Unrest in Government Accounting

CPA Journal, The, Mar 2008 by Foltin, Craig

At the federal level, several governmental agencies, such as the General Services Administration (GSA), issue performance and accountability reports. GSA administrator Lurita Doan has stated: "I am committed to developing sound metrics that demonstrate our performance." Doan's report can be found at www.gsa.gov.

Despite some displeasure about SEA, GASB continued to move forward in promulgating governmental accounting and financial reporting. Things seemed somewhat quiet. Just as disputes from GASB 34 had settled down, the Enron and WorldCom scandals occurred and the Sarbanes-Oxley Act of 2002 (SOX) was passed. Issues of governance, internal controls, risk management, and performance measurement received considerable attention in private-sector accounting regulation. Discussion of these issues spilled into the government arena. Talk of these issues in relation to government financial reporting coincided with GASB concluding its experimentation and assessment phases of SEA reporting, bringing even more attention to the SEA challenge.

The GFOA Objects to Potential Requirement of SEA Reporting

Although there had been some animosity between GASB and GFOA in the wake of GASB 34, such as GFOA's opposition to GASB's derivatives hedge accounting proposal, tempers were relaxed until talk of required SEA reporting resurfaced. GASB had planned to officially add SEA reporting to its technical agenda. The GFOA tried to block the move with strong protests directly to FAF officials. (See "GASB Cleared to Proceed on Performance Measurement," GFOA Newsletter, December 8, 2006.) On November 28, 2006, the FAF confirmed that GASB had jurisdictional authority to include SEA in its standards settings if it so chooses, essentially giving the board the green light it wanted.

After the FAF confirmation, when it became evident that GASB was moving forward with SEA, the GFOA called for a reassessment of GASB and in March 2007 issued a position statement with questions and answers. This did not deter GASB; SEA was officially added to its technical agenda on April 6, 2007. Adding it to the technical agenda means GASB will begin actively deliberating the issue.

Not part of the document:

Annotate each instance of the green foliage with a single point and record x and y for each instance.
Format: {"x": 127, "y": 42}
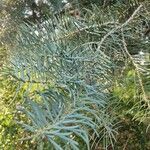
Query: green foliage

The GFOA warned: "GASB's plans will inevitably prove both counterproductive and a waste of scarce taxpayer resources." Furthermore, "the move amounted to a unilateral and unwarranted expansion of the GASB's authority ... and thus constituted a major violation of the 1984 agreement that established the GASB."

GASB tried to curtail criticism by saying: "GASB does not intend to require governments to report SEA information." GASB says that any guidance is only to help entities that wish to voluntarily report information. GFOA Executive Director Jeff Esser responded skeptically to such claims: "They are a standard-setting body and when they put their rubber stamp on something, it carries weight."

The GFOA says it is trying to gamer support for reassessment from other government interest groups. One specific alternative that the GFOA espouses is transferring standardssetting responsibility to FASB. Another is to have GASB go into a maintenance mode, and promulgate standards on a demand basis only. The GFOA thinks GASB is simply looking for issues to set standards on, even if no need exists, which could lead to an endless list of projects that will only complicate financial reporting. The bottom line, GFOA says, is that "GASB's time has now come and gone, and some other vehicle would better meet the need."